The glow of one warm thought is to me worth more than money.
Show me the money!
Two very different Toms. Which one are you with? Jefferson? Or, Cruise?
I suppose both have a point. While Jefferson may have been right on a spiritual level — heck, I love to bask in the warm, gooey, feel-good glow of social media as much as the next Twitterer — many businesses are now in the Cruise camp of: “Show me the money!”
There are, without question, myriad soft benefits of social media: elevated customer service, real-time market research, influencer engagement, crisis management, brand protection and word-of-mouth marketing. But, many companies want to be able to see ROI. They want to know that social media is a sound investment of their time and money. Here’s how to do it in five simple steps.
1.Determine Your Social Media Spend. This includes hard and soft costs, including your time. Yes, time! Social media is not free. Your time has value; in fact it is your most precious, non-renewable resource. If you spend $100 a month on various social media tools and technologies, and you invest five hours a month at an hourly rate of $100, then your social media spend is $2,100/month. Count it all.

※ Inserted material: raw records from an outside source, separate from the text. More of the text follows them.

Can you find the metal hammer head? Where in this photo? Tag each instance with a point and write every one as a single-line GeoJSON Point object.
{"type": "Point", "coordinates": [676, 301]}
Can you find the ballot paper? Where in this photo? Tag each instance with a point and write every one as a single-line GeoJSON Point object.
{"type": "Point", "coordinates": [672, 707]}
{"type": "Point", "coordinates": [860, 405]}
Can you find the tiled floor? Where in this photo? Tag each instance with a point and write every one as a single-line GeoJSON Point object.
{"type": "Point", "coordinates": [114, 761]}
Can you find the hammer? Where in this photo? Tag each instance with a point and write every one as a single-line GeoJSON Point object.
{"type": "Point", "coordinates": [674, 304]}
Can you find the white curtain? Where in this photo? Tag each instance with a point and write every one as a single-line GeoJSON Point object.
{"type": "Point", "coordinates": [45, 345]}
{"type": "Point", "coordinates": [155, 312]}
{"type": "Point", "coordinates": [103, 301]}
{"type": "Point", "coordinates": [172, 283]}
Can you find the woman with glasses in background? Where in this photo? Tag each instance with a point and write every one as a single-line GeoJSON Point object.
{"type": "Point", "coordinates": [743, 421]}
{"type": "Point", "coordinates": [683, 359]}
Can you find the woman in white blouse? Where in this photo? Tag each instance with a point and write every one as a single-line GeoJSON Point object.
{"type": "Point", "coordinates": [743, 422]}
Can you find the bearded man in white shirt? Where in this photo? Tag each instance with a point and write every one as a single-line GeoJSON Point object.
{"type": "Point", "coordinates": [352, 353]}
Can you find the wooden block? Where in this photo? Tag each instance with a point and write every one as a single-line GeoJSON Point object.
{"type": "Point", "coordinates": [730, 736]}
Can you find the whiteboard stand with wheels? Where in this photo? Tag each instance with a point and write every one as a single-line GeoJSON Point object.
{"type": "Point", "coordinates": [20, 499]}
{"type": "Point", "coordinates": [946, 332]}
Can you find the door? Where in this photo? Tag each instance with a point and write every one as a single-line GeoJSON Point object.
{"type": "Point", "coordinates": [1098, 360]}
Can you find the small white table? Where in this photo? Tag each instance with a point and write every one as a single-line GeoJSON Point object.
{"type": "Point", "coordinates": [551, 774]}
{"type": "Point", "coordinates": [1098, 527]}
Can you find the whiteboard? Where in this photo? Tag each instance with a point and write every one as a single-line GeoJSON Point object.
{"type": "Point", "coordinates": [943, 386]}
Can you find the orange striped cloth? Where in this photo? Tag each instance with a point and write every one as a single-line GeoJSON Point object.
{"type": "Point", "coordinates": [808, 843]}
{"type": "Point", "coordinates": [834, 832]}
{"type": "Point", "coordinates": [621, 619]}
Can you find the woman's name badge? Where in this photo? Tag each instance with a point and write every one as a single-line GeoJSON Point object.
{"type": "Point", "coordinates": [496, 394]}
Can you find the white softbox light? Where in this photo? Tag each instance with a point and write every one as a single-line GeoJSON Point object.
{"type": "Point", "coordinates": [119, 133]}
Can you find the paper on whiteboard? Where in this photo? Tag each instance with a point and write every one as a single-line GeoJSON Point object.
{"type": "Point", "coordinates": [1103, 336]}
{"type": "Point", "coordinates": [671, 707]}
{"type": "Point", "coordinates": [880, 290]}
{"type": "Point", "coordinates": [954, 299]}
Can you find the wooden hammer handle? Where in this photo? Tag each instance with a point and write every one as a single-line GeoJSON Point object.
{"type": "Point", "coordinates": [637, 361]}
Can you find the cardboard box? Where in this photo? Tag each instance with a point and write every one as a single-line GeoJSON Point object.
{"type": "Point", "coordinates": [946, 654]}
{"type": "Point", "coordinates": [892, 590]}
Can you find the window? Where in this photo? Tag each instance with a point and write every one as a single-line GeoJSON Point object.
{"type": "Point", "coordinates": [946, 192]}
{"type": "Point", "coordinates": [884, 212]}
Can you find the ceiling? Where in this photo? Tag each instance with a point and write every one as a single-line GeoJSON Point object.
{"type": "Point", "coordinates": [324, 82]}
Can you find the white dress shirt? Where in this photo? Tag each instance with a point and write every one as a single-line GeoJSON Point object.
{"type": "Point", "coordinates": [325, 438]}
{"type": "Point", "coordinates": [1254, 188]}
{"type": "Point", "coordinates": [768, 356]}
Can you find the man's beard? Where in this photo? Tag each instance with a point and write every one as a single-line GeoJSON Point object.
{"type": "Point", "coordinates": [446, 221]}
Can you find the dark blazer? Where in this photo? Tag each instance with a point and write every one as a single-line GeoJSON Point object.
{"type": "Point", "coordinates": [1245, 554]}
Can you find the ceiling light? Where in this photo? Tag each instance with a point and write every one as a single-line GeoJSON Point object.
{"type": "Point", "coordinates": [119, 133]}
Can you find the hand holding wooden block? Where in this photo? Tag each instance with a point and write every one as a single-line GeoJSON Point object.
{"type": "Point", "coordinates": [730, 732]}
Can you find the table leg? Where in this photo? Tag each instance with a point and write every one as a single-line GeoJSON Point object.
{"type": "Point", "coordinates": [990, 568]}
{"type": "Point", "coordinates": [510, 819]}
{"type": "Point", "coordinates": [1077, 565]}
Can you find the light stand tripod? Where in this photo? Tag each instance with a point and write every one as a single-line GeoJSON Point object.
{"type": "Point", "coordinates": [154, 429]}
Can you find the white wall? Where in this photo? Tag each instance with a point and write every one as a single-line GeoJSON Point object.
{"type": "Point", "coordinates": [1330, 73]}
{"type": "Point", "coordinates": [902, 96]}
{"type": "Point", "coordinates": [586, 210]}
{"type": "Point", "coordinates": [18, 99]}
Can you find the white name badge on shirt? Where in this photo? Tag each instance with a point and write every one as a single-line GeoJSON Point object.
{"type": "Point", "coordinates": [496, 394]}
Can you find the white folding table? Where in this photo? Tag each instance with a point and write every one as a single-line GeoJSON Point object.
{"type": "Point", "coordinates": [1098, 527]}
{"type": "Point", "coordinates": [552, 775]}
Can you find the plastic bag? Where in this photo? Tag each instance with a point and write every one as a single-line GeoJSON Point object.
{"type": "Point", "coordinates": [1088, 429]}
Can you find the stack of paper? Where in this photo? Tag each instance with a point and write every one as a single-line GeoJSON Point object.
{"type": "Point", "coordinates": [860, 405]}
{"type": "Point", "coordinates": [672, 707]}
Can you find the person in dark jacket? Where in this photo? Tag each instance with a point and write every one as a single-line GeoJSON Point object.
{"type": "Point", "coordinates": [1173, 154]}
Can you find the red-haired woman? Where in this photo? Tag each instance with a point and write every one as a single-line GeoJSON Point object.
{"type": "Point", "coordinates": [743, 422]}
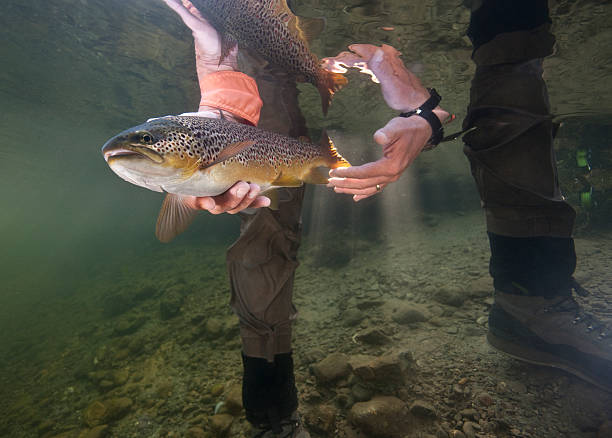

2.Determine your Customer Lifetime Value (CLV). This is a terribly important metric, yet most companies don’t know it. Know it. If you get clear on the true value of a customer, you can make better business decisions. More importantly, if you can engage customers and inspire them to share your brand with their trusting communities, it will boost their CLV dramatically. That's where the power of social comes in--not so much for customer acquisition, but for customer retention--and evangelism (where the real value is). Marinate on this: If I buy your $200 shoes and go away forever. I’m worth $200 to you. If I buy your $200 shoes and you keep in touch with me, inspiring me to share my experience in social media, and 30 people buy your shoes as a result of my endorsement, my CLV just shot up to $6,100. Ask your current customers how much they roughly spend on your product each year, then, multiply by 20 to arrive at their CLV.
3.Determine How Many New Customers Social Media is Producing. Track conversions using Google Analytics or any other website tracking software. This takes time, but it’s necessary if you want to understand your ROI from social media.
4.Determine Impression Value (IV). There is value in impressions; it’s what traditional media sell. To determine IV, add up your impressions from Twitter and Facebook, cumulative YouTube views, website traffic and any other online source. Divide that total by 100 and then multiply by an industry-appropriate CPM (cost per thousand impressions).
5.Calculate Customer Service Value. Social media can reduce customer service costs, which is a tangible value. This is a subjective one, but you need to take a crack at valuing it. For example, if you feel like Twitter provides $1,000 of customer service value a month, write that in. It matters.
Now, let's add up that Investment Return. (Customer Value/20 (years) x Number of New Customers) + Impression Value + Online Transactions from social sources + Customer Service Benefit (to be entered by your company).
Social Media ROI = Investment Return – Social Media Spend (Step 1) / Social Media Spend (Step 1).
Now, you can have the best of both Toms: basking in the glow of the warm thought…that social media can “show you the money!”